As she aged, Pauline sought to restrict access to the statue to prevent people comparing her present appearance with it, but when she was dying, asked for a closed coffin at the funeral, instructing people to look at her statue instead.

Interestingly, when the Prince had the statue shipped back to Rome from Paris in 1814, the ship got blown onto Elba, and Napoleon tried to requisition the statue claiming it was Imperial property.

Conclusion

Though she was vain, giddy and lewd, Pauline had some redeeming features. Being more interested in frocks and sex than political power, she was Napoleon’s least grasping and most loyal sibling, visiting him on Elba and campaigning to get him better conditions on St Helena. She was also kind to children. Alexandre Dumas recalls her giving him a bonbon box as a present, though to his annoyance, she carefully tipped the bonbons out first.

Her last words were “I’m not afraid to die. I am still beautiful.”

Memorability spectrum analysis:

Hotness (red): 231 – Generally regarded as the hottest woman of the age, as well as being the Imperial French bicycle.
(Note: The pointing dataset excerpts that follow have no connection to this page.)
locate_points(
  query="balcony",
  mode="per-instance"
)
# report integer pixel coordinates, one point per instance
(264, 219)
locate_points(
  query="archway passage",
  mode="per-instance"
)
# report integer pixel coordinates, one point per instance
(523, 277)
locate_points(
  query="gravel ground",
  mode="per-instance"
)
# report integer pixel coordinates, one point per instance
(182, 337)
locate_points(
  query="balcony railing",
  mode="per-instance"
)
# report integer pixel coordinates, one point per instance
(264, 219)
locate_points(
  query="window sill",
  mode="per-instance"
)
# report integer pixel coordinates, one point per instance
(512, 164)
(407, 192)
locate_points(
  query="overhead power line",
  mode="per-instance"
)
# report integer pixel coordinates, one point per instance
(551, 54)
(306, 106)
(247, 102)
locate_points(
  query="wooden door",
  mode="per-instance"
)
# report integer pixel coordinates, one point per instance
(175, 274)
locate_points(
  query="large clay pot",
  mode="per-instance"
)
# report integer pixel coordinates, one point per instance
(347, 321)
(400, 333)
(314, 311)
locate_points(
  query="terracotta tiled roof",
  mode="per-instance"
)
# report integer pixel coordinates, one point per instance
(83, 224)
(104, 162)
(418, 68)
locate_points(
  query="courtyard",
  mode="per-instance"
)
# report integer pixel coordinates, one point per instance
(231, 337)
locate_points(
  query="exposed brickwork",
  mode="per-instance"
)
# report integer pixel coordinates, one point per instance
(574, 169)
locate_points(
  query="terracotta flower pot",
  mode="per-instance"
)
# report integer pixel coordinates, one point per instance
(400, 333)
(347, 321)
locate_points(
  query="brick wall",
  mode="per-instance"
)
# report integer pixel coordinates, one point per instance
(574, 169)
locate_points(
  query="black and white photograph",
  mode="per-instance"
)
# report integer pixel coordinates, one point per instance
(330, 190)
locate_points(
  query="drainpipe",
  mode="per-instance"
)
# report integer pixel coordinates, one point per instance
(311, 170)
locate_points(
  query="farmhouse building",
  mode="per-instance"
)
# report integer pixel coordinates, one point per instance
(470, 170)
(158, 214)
Eccentricity (green): 189 – Using your ladies-in-waiting as furniture and shagging so much that it makes you ill is quite odd behaviour.

Violence (blue): 47 – Exceptionally indolent, though she did once end an affair by throwing a book at her lover’s head.

Pauline Bonaparte

5 thoughts on “Pauline Bonaparte: Keeping it in the Family

  1. cesare borgia says:

    Josephine odious? If it hadn’t been for her special talents at everything horizontal ( or not so horizontal), Bonaparte would have remained an obscure general and Pauline would have scrubbed floors in the family house in Ajaccio.

    • I don’t think Josephine was odious – she was great! I love the coquettish Mona Lisa smile she adopted on account of her bad teeth. Real cougar.
      I was writing from Pauline’s perspective, as like the rest of the Bonapartes, she couldn’t stand Josephine on account of her outranking them.

  2. Xam says:

    Josephine was most definitely odious and earned the harpies end that she was entitled to.

  3. Lassie says:

    Lol! Are those naked pair in the British cartoon supposed to be Napoleon and Pauline?